All that glitters in the belly of the Trojan horses is not gold. Or rather, it is not gold for everyone. Not even for that class of Italian entrepreneurs and industrialists who can hardly, an understatement, withstand unfair competition from giants on a de-regulated planet. More insights in the Stop TTIP Italy Campaign’s report. (9)
Dario Dongo
Notes
(1) Nor is ratification by member state parliaments required whenever investment protection and arbitration dispute settlement system (ICS) aspects are negotiated in separate agreements, as was the case with JEFTA (EU-Japan Partnership Agreement)
(2) On the subject of CETA, some thoughts at.
https://www.greatitalianfoodtrade.it/idee/ceta-l-autunno-della-democrazia
(3) Effective date is scheduled for 1.2.19. For an in-depth look at JEFTA, see. https://www.greatitalianfoodtrade.it/idee/ue-giappone-rapporto-senza-precauzioni. Brief analysis of the volte-face of the M5S-Lega government, on https://www.greatitalianfoodtrade.it/idee/accordo-ue-giappone-il-cambiamento-s-%C3%A8-perso
(4) As for TTIP, our reflections at.
https://www.greatitalianfoodtrade.it/idee/editoriale-ttip-le-ragioni-della-nostra-op-posizione
. The latest news on his return in the Report ‘‘Zombie TTIP, the return of the never-dead treaty’, care of Monica Di Sisto, Stop TTIP Italy Campaign, August 2018, on https://stopttipitalia.files.wordpress.com/2018/07/zombie-ttip_dossier2018.pdf
(5) Cf. ‘
JEFTA, business at all costs
‘, Stop TTIP Italy Campaign, July 2018, at.
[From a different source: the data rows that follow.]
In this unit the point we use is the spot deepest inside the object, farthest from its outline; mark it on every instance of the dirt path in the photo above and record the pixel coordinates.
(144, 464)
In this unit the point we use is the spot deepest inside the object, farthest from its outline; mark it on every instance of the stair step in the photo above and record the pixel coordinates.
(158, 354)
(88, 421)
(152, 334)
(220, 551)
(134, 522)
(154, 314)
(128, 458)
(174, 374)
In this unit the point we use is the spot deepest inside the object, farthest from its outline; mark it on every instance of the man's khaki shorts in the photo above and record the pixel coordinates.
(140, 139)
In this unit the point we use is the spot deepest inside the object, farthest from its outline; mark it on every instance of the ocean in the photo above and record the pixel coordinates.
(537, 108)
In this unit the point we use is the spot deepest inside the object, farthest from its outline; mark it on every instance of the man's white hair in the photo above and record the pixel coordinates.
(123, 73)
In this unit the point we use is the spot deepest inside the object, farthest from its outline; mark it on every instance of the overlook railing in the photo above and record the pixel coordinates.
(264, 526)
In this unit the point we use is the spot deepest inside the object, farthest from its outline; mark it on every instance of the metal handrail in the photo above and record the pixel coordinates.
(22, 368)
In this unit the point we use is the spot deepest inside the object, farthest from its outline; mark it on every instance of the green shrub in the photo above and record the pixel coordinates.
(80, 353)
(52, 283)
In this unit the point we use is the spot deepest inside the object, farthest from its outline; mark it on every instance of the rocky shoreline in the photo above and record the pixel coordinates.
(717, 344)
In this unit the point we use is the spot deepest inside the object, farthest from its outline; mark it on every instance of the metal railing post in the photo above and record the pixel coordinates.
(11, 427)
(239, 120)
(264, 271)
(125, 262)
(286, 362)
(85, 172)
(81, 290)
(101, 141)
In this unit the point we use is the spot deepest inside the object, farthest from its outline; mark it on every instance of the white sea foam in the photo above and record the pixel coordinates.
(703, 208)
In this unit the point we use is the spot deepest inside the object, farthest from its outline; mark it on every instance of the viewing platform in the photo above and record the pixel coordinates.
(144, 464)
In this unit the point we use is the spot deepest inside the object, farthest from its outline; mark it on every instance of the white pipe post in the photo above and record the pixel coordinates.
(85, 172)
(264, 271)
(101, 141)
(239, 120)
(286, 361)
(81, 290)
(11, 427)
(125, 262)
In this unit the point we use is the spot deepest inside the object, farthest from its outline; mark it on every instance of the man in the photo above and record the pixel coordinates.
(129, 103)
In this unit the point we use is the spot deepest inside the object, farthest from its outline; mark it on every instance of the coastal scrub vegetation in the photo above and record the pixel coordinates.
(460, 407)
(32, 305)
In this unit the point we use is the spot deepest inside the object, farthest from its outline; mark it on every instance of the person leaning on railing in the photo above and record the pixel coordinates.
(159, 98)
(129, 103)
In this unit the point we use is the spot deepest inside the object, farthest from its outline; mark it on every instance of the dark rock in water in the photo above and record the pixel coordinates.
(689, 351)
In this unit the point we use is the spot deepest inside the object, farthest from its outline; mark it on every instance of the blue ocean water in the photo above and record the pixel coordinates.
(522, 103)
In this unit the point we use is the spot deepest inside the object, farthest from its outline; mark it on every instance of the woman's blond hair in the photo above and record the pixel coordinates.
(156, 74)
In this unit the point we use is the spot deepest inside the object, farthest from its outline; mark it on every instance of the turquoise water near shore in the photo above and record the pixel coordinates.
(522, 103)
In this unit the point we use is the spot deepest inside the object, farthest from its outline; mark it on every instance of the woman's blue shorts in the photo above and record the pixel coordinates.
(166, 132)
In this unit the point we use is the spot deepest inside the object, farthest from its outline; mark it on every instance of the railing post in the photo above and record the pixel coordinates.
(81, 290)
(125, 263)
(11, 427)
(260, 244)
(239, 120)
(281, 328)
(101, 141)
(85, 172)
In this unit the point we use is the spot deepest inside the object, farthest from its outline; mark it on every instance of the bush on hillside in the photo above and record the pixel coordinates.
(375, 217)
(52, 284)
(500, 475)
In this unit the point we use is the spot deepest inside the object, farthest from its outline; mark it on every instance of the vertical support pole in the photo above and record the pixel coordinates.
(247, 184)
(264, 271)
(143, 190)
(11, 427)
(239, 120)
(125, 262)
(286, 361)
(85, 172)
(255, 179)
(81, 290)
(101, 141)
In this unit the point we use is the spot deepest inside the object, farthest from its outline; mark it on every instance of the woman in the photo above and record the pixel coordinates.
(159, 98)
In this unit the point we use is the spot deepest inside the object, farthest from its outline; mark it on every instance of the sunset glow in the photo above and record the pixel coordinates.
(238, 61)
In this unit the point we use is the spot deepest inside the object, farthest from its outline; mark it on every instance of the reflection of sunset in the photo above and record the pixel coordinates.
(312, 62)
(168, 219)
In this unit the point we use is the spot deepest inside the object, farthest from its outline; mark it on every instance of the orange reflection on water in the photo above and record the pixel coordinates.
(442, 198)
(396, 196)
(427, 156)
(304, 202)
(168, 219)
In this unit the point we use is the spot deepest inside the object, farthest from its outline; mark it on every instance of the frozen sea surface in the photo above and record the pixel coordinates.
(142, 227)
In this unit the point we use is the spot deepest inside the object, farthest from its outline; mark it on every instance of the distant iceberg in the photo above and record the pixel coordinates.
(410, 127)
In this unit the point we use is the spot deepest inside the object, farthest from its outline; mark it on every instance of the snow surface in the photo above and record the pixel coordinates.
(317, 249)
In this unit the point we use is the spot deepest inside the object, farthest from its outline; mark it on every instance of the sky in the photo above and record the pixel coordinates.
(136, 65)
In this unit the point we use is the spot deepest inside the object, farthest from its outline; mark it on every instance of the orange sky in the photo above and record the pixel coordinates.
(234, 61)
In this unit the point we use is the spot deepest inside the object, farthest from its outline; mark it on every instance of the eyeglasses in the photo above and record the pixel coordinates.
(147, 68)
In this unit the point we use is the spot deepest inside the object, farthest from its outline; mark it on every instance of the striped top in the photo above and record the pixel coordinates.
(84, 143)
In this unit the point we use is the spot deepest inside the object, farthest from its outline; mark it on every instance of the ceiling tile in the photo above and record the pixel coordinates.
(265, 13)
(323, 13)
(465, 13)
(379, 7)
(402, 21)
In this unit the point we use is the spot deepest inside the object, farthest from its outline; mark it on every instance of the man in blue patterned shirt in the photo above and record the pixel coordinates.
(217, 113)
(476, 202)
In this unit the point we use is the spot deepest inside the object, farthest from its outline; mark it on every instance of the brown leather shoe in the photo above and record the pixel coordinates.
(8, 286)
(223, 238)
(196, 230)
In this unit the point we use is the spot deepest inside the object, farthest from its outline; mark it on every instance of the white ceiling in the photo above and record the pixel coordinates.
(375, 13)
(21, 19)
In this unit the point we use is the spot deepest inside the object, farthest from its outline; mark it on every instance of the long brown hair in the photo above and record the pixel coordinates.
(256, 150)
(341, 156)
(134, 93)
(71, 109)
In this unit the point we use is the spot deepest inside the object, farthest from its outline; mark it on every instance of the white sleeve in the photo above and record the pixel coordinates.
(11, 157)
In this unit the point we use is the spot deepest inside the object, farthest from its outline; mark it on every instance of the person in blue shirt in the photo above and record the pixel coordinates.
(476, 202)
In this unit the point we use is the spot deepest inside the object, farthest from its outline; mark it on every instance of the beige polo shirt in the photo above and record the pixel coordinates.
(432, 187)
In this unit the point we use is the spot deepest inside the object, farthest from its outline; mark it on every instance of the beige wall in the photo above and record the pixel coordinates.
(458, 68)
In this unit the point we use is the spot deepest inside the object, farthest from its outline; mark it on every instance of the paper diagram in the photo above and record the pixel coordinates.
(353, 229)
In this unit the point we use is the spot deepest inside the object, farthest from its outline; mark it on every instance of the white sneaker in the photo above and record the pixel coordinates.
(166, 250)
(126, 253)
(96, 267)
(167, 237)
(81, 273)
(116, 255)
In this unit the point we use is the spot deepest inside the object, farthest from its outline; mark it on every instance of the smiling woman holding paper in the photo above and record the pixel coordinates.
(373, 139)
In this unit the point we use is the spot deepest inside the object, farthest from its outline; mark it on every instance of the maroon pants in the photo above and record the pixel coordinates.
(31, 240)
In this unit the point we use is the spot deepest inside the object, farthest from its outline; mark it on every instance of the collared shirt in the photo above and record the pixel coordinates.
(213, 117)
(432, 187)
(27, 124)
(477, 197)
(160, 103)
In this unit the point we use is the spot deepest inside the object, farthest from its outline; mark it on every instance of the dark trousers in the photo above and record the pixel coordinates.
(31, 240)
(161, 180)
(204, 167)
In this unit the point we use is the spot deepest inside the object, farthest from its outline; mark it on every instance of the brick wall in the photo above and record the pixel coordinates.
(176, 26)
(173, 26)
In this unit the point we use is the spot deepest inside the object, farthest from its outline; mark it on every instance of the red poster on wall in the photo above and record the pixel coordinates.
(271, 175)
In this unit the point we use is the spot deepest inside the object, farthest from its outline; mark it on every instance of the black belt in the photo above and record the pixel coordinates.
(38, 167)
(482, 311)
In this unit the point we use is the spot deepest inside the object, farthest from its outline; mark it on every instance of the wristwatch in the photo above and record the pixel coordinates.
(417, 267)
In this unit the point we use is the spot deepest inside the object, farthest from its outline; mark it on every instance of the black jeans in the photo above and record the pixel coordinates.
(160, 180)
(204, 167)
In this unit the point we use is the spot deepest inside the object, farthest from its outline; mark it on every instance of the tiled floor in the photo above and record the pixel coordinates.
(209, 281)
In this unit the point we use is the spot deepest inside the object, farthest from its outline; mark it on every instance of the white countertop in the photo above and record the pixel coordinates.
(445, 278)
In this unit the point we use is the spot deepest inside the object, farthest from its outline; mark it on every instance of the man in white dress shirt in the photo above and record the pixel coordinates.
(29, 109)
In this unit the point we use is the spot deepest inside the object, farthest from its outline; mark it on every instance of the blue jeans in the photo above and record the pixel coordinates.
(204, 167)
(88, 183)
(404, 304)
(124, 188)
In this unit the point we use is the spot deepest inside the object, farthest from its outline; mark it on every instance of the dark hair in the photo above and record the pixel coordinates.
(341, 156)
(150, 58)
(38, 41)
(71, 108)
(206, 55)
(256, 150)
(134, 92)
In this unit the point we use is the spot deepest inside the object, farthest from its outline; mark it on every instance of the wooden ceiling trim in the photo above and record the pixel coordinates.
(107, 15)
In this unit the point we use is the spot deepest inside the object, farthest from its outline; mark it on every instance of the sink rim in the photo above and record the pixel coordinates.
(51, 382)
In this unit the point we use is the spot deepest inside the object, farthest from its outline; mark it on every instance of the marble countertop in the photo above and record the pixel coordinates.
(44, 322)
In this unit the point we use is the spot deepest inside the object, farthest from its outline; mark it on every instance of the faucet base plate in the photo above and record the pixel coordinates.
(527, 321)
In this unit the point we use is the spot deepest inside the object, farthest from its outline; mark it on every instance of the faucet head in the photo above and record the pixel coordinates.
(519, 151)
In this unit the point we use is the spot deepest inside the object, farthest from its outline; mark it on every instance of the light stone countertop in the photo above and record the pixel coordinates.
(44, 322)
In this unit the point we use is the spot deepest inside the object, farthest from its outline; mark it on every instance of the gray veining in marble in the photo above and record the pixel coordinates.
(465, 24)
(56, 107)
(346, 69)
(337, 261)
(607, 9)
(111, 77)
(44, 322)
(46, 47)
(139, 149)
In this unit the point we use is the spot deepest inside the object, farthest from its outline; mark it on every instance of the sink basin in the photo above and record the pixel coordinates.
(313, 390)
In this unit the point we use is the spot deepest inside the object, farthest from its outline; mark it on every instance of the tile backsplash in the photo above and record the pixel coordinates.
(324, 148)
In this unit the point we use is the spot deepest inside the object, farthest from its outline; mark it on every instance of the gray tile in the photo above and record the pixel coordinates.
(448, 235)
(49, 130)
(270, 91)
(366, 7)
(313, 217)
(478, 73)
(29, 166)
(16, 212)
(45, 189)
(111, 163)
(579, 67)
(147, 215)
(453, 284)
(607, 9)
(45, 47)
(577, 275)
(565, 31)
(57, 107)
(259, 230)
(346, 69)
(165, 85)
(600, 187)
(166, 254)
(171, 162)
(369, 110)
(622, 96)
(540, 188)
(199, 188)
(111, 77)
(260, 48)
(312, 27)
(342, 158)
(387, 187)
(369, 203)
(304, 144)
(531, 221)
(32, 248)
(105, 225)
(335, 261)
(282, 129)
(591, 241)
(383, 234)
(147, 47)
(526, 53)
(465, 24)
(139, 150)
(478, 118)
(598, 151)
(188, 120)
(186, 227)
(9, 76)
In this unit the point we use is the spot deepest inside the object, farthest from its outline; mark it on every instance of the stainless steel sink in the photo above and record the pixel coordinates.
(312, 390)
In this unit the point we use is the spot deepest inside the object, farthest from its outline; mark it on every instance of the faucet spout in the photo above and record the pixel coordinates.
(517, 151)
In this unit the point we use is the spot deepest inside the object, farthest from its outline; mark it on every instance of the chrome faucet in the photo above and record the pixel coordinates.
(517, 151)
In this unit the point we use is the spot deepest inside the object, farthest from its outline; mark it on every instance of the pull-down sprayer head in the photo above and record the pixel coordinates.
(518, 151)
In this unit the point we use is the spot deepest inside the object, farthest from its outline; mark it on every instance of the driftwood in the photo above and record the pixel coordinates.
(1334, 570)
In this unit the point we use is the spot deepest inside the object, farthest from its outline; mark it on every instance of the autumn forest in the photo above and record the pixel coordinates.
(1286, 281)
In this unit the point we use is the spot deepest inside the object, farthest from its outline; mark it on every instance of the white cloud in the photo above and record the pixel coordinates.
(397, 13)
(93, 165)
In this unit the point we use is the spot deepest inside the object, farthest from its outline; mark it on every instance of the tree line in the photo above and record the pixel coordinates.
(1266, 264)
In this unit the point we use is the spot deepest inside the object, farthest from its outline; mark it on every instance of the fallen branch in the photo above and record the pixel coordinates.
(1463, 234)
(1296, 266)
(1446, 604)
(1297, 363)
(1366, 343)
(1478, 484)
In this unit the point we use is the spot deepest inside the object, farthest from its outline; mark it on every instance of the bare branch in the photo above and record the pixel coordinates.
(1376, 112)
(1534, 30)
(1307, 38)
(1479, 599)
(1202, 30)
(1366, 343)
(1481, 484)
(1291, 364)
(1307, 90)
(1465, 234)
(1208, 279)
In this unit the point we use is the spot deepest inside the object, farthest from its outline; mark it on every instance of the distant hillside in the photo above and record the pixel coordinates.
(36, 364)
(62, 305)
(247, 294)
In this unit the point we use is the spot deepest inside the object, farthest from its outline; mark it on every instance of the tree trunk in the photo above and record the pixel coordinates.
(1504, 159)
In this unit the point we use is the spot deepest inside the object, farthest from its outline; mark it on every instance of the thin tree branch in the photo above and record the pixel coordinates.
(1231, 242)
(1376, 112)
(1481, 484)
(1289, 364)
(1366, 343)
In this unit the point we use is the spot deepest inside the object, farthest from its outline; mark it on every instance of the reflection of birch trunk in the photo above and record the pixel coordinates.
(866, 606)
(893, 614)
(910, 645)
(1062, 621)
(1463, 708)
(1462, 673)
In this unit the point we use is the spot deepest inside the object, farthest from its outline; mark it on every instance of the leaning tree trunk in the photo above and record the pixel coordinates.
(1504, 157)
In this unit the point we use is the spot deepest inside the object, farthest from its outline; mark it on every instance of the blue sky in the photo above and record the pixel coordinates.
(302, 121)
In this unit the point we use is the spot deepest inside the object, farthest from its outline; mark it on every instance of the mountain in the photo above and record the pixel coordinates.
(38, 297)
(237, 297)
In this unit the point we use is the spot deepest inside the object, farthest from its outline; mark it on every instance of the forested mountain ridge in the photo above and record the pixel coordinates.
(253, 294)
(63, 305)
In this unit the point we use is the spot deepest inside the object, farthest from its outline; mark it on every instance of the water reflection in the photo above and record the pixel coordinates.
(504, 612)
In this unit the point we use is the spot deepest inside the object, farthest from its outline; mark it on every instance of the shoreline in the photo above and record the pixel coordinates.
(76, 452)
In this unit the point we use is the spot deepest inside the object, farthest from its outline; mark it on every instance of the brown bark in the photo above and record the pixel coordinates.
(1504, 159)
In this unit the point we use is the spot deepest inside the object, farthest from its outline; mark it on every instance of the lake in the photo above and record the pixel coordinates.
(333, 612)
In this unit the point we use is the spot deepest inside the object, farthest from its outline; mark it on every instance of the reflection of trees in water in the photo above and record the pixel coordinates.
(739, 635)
https://stopttipitalia.files.wordpress.com/2018/07/jefta_affari-a-tutti-i-costi_sintesi.pdf
(6) V.
https://stopttipitalia.files.wordpress.com/2018/09/lettera-inta_jefta.pdf
(7) Tariff barriers are defined as import duties and other measures of similar effect (e.g., assigning different customs codes to certain products than those applied to identical domestic goods). Non-tariff barriers (TBT,
Technical Barriers to Trade
) can be identified, conversely, in a plurality of measures taken by individual countries or their international formations to regulate markets (e.g., the
Farm Bill
in the US, Common Agricultural Policy in the EU), protect consumers or other resources (among other goals). When they are used – or perceived, by partners foreign economies-to discriminate imports (of goods and services) against domestic economies. See in this regard the TBT treaty, signed within the WTO, on https://www.wto.org/english/tratop_e/tbt_e/tbt_e.htm
(8) With the exception of Singapore, a simple global financial hub.
(9) Stop TTIP/CETA Italy Campaign, report ‘
From Declarations to Facts: why we must stop CETA and all its (ugly) brethren’
, edited by Monica Di Sisto, at.
https://stopttipitalia.files.wordpress.com/2018/09/i-brutti-fratelli-del-ceta_set20181.pdf
Dario Dongo, lawyer and journalist, PhD in international food law, founder of WIISE (FARE - GIFT - Food Times) and Égalité.